Bragg said that cops had gotten his policy wrong, however.
“Let me just say there has been some misunderstandings,” the district attorney said. “So again, let me be clear to all those who I may be reintroducing myself to: If you go to the store in Manhattan and use a gun to rob that store, that is armed robbery, that is serious and will be prosecuted.”
Bragg’s reassurances came as the Sergeants Benevolent Association warned members that the district attorney’s office on Thursday left a key fact out of a criminal complaint in a shoplifting case — that the store employees were threatened with a pair of scissors.
“The [assistant district attorney] prepping the accusatory instrument intentionally omitted all facts related to the perp threatening the employees with a weapon,” SBA President Vincent Vallelong wrote in a text to his members.
Christian Hall, 30, of Uniondale, L.I., used the scissors to fend off employees of a TJ Maxx store on Sixth Ave. near W. 18th St. in Chelsea who tried to stop him from stealing a pair of women’s shoes and linens at 1:30 p.m. on Thursday, police said.
“Don’t f–king touch me,” he told store security, according to the NYPD.
Hall was arrested at the store and charged with robbery, criminal possession of stolen property and possession of a crack pipe.
The DA’s office dropped the robbery charge — which implied force was used — and instead charged Hall with shoplifting. Hall was released without bail.
Vallelong, who represents 13,000 active and retired police sergeants, warned his members not to sign off on any charges that do not reflect the facts of the case.

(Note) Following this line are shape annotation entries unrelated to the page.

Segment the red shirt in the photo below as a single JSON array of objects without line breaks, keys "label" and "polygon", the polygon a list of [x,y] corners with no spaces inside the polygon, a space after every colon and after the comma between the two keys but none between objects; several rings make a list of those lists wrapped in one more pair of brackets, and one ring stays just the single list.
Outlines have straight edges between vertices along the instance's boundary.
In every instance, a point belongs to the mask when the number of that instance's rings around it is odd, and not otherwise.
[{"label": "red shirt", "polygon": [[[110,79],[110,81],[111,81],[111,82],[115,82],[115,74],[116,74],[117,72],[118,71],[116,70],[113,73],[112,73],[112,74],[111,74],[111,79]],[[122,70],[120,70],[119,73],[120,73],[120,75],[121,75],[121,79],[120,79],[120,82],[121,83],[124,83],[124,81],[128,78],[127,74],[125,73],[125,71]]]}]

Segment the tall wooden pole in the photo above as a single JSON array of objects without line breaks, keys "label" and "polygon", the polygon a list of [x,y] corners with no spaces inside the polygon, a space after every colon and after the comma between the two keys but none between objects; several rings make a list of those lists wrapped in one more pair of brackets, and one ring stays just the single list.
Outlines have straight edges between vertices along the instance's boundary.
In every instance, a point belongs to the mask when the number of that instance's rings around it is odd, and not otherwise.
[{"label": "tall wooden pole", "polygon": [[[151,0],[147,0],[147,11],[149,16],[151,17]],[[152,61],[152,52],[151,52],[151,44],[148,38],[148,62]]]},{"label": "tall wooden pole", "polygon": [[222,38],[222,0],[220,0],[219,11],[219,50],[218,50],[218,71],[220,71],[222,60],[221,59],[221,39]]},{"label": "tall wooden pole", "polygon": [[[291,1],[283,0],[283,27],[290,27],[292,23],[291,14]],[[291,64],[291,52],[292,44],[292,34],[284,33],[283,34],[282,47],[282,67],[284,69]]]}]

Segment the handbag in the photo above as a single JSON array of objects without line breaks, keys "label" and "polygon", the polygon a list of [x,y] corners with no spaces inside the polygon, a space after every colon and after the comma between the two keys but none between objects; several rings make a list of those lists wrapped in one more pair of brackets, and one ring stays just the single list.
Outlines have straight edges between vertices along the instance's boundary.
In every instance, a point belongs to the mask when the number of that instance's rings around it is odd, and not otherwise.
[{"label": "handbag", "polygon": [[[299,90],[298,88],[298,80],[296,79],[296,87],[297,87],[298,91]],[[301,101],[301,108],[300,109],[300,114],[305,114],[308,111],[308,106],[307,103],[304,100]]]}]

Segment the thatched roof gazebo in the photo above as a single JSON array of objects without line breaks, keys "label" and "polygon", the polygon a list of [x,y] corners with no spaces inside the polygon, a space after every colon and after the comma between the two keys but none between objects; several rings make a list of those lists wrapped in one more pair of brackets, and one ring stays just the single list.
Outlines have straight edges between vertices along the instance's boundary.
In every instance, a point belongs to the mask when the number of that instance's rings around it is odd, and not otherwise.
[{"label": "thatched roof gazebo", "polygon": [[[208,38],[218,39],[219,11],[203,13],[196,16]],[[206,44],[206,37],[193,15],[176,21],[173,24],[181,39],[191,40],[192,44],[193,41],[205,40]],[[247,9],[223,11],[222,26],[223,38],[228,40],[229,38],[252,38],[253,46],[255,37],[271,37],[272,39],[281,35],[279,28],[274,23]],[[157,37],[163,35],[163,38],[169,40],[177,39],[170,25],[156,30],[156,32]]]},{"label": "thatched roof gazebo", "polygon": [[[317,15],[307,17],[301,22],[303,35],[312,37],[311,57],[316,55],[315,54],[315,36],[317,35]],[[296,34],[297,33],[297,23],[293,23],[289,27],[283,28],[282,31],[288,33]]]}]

“If the Manhattan DA wants to rewrite penal law, make him own it,” Vallelong said.
The incident highlights the differences between the prosecutor’s policy and police.
“I am concerned about sweeping edicts that seem to remove discretion, not just from police officers, but also from assistant district attorneys regarding what crimes to prosecute and how to charge them,” Sewell told officers in her note.
Soft-pedaling resisting arrest is also a concern for cops — but Bragg tried to reassure law enforcement of that as well.
“To all of our partners in law enforcement, let’s also be clear about another thing: If you are assaulted, that is a serious matter and a crime, and that will be prosecuted as such in the County of New York,” he said.
Bragg promised to work with the NYPD to reach a compromise toward policing.
“We’re going to have discussions and collaboration,” he said. “I’ve been working with law enforcement for the past 20 years and expect to continue to do that in a way to keep the city safe and to promote fairness and safety and justice for all.”
Sharpton, who hosted Bragg’s predecessor Cy Vance Jr. at the National Action Network a number of times, said he tried to “stay out of the local political stuff,” but invited the new district attorney to his headquarters to let him address people directly.
The civil rights leader, who has often been at odds with law enforcement, tried to put the new policies in perspective.
Recalling a lesson in killing bugs from his grandmother, Sharpton likened petty criminals to insects: “You don’t need a sledgehammer to kill a roach. You need your slipper.”
Still, Bragg promised not to waver from his reforms.
“It’s been a long week and I’m new to politics, but I’m steadfast,” he said. “We’ve got to stay the course.”